After a while, the front door to the Hoadley—I mean, Thompkins—house opened, and Dr. Thompkins, looking much older than when I had seen him earlier that evening, came out, wearing his coat. He followed the sheriff's deputies to their squad cars, then got into one. I knew he was going to ID the body. At the front door, his wife stood watching him. I couldn't tell whether or not she was crying, but I suspected she was. Two people stood on either side of her. Nate's grandparents, I assumed.

Above them, I saw a curtain move. Tasha was standing in her window, looking down as the squad car with her father in it pulled away. I saw that Tasha's shoulders were shaking. Unlike her mother, she was definitely crying.

Poor, shy, yearbook-committee-and-Witchblade-loving Tasha. There was nothing I could do for her. I mean, if I had known when his father had come over that Nate was in trouble, I might have been able to find him. Maybe. But it was too late, now. Too late for me to help Nate, anyway.

But not too late, I realized, to help his sister. How I was going to do that, I hadn't the slightest idea.

All I could do was try.

Little did I know, of course, how my decision to help Tasha Thompkins was going to change my life. And the life of just about everybody in our entire town.

C H A P T E R

6

The next day, when Ruth told me some kid from her synagogue was missing, I didn't make the connection. I had a lot on my mind. I mean, there was the whole thing with Nate Thompkins, of course. I hadn't forgotten about my promise to myself that I was going to try to help Tasha, if I could.

There was something else, though. Something I'd dreamed about that had been, well, pretty disturbing. Not as disturbing as having your brother left for dead in a cornfield, but still wicked strange.

"Are you listening to me, Jess?" Ruth wanted to know. She had to talk pretty loudly to be heard over the Muzak in the mall. We were hitting the post-holiday sales. Hey, it was the Friday after Thanksgiving. There was nothing else to do.

"Sure," I said, fingering a pair of hoop earrings on a nearby display rack. And I don't even have pierced ears.

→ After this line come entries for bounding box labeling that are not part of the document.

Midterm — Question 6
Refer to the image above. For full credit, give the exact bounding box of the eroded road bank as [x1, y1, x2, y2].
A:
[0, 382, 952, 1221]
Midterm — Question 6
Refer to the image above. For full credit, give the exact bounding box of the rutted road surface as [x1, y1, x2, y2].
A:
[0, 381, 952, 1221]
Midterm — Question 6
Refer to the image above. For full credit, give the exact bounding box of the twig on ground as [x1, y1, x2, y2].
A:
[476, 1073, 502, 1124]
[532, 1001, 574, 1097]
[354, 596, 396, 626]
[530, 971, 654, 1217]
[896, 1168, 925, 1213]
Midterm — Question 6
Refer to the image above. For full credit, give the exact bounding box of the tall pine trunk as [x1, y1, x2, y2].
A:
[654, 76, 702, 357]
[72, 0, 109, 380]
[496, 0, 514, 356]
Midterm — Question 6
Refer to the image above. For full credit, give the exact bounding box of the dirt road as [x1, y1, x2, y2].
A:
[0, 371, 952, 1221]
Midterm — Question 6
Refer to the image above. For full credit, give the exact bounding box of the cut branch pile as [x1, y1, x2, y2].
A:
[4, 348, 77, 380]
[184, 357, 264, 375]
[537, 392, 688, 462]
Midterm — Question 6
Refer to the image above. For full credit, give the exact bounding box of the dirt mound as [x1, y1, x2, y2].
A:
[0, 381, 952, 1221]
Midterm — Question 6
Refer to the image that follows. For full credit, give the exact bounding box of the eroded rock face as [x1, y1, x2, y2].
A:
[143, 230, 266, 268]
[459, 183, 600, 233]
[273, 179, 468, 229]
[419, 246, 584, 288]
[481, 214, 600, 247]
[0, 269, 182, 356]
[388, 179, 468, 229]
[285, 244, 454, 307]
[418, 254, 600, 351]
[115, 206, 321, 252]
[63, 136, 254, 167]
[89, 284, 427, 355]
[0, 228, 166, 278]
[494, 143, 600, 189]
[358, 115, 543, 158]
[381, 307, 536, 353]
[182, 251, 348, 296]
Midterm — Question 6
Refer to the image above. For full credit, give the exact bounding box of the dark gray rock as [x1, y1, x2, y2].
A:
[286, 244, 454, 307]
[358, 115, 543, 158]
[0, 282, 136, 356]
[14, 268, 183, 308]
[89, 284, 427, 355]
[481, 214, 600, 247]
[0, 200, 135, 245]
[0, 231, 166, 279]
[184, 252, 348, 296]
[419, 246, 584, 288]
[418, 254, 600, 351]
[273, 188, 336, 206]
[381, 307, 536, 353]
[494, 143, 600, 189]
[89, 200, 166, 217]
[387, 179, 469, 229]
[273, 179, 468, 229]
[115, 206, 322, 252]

That's how distracted I was.

"They found his bike," Ruth said. "And that's it. Just his bike. In the parking lot. No other sign of him. Not his book bag. Not his clarinet. Nothing."

"Maybe he ran away," I said. The earrings, I thought, wouldn't make a bad Christmas present for Ruth. I mean, Hanukkah present. Because Ruth was Jewish, of course.

"No way Seth Blumenthal is going to run away before his thirteenth birthday," Ruth said. "He's supposed to be having his bar mitzvah tomorrow, Jess. That's what he was doing at the synagogue in the first place. Having his last Hebrew lesson before the big ceremony on Saturday. The kid is due to rake it in. No way would he take off beforehand. And no way would he leave his bike behind."

This finally got my attention. Twelve-year-olds do not generally abandon their bikes. Not without a fight, anyway. And Ruth was right: She'd pulled in roughly twenty thousand dollars for her bat mitzvah. No way some kid was going to run away before making that kind of dough.